Four years previously, the patient had an endoscopic ultrasound (EUS) for evaluation of an incidental finding on computed tomography (CT) showing pancreatic ductal dilation. EUS showed a 2.8-cm cystic lesion in the head of the pancreas in communication with the main pancreatic duct and upstream main pancreatic duct dilation measuring 3 mm in the body and 1.7 mm in the tail. There was a mucin plug at the pancreatic orifice seen endoscopically. The biliary tree was normal.
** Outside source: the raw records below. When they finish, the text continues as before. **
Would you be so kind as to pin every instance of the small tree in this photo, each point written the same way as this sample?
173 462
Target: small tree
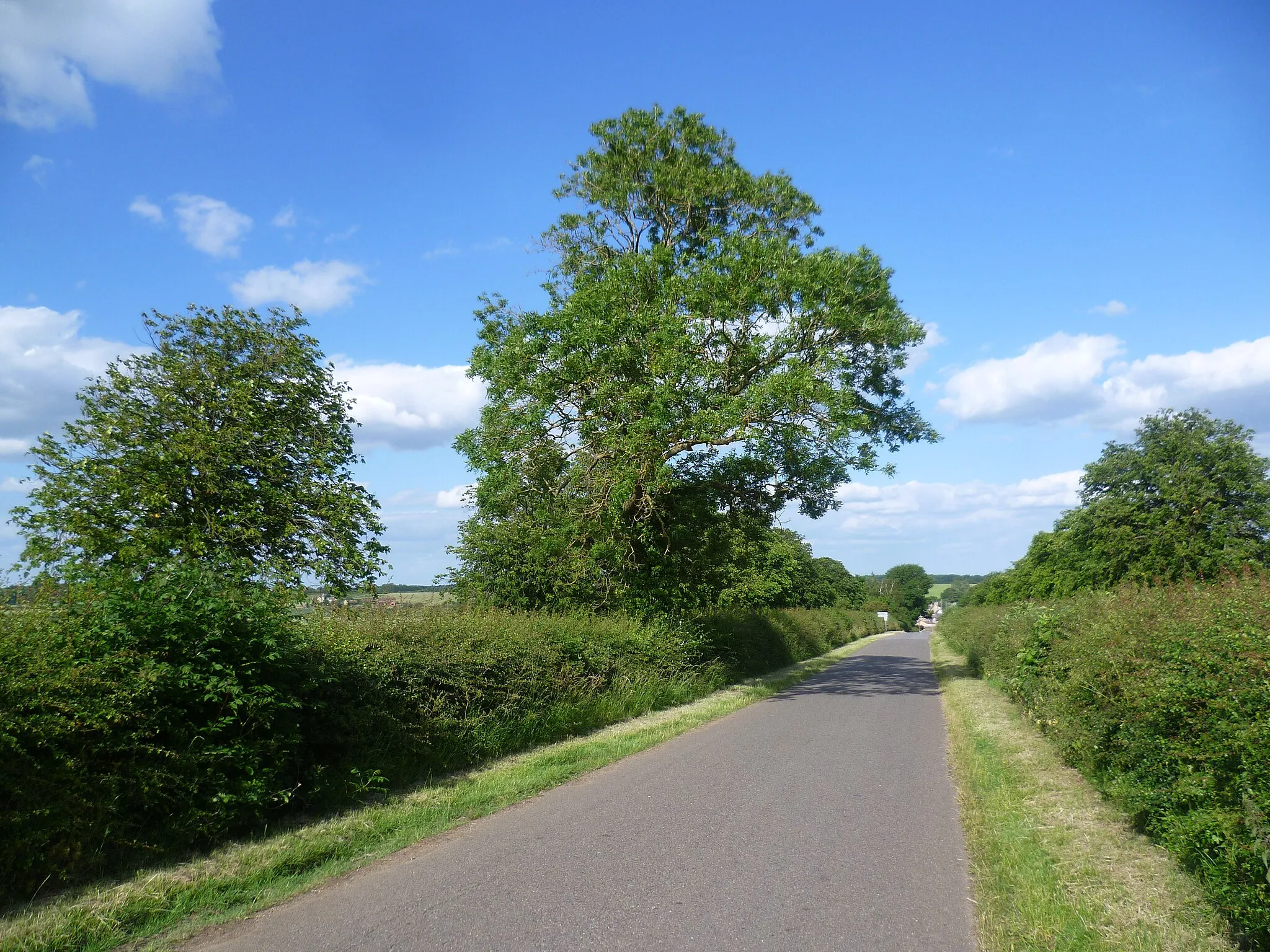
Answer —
701 364
229 443
1188 499
905 588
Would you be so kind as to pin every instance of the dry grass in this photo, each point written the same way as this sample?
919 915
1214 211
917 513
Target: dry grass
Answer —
159 908
1054 865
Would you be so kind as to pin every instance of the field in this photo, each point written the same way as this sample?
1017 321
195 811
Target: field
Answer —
422 598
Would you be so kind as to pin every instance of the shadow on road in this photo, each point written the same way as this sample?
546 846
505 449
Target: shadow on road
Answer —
870 674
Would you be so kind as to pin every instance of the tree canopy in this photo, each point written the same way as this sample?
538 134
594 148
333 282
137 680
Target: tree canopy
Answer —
229 443
701 364
1188 499
904 591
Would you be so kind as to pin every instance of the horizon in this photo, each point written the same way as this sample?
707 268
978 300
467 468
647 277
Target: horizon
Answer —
1073 200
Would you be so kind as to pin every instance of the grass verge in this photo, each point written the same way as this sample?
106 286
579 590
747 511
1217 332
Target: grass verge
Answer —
1054 865
159 908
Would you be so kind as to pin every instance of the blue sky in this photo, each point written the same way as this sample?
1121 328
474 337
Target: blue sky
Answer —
1076 197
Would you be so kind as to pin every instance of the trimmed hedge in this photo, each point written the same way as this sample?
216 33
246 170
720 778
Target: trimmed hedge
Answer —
141 723
1161 697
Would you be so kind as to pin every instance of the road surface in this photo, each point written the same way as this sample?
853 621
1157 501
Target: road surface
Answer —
819 819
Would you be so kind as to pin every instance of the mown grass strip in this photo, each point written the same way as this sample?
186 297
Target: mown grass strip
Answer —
168 906
1054 865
He was diagnosed with main duct IPMN and was referred for surgical resection, which he declined. The patient was subsequently lost to follow-up until the present encounter 4 years later.

The patient presented to the emergency department with normal vital signs. Examination was significant for jaundice, scleral icterus, and mild epigastric tenderness. Albumin was 2.5 g/dL, alkaline phosphatase 404 U/L, total bilirubin 20.5 mg/dL, alanine aminotransferase 131 U/L, aspartate aminotransferase 86 U/L, and normal lipase. Abdominal CT showed new severe intrahepatic and extrahepatic biliary ductal dilatation and marked increased dilatation of the pancreatic duct (measuring 4.2 cm at the head of the pancreas). There was expansion of the pancreatic head secondary to multiple dilated and tubular cystic foci, consistent with interval growth of the previous main duct IPMN.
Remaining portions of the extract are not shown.